More Books for Babies, in the Archives

Last summer we were batting around ideas here for books for babies. A reader (and the newly minted blogger & bookseller at Book Carousel) recently chimed in with some more recommendations, and I didn't want the rest of you to miss them. To see them, click on the old Chicken Spaghetti post "Books for Babies: Reader Input Wanted!" from August, 2005.

Thank you, Book Carousel!


November

Junior announced yesterday, "Me and Elizabeth hate November." (Elizabeth is a dear chum of his.)  Why? I asked him, thinking he'd say something about the dreary weather. "Because there's no Halloween and no candy, and we don't like that." So, there.

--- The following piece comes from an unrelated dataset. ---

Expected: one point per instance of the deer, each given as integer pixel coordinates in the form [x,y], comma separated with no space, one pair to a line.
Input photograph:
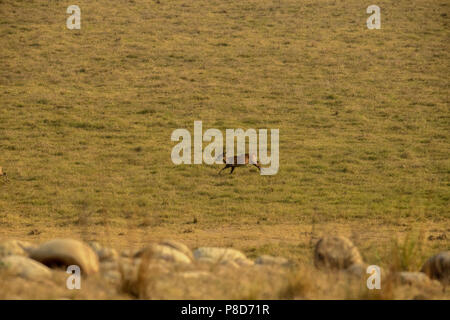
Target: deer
[238,161]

Here's a happier way to look at the eleventh month of the year, although it still doesn't involve sweets: November is National Adoption Awareness Month. Manhattan's  Spence Chapin social services agency operates a Book Nook online, with suggested titles for babies through teenagers.  One of the recommendations is The Best Single Mom in the World, by Mary Zisk. The author is  profiled by a Princeton, NJ, newspaper today. Given their creativity and focus on books, I enjoy reading several homeschool blogs, even though we're not homeschoolers ourselves, and  Hopewell Mom School is one run by a single adoptive  mother.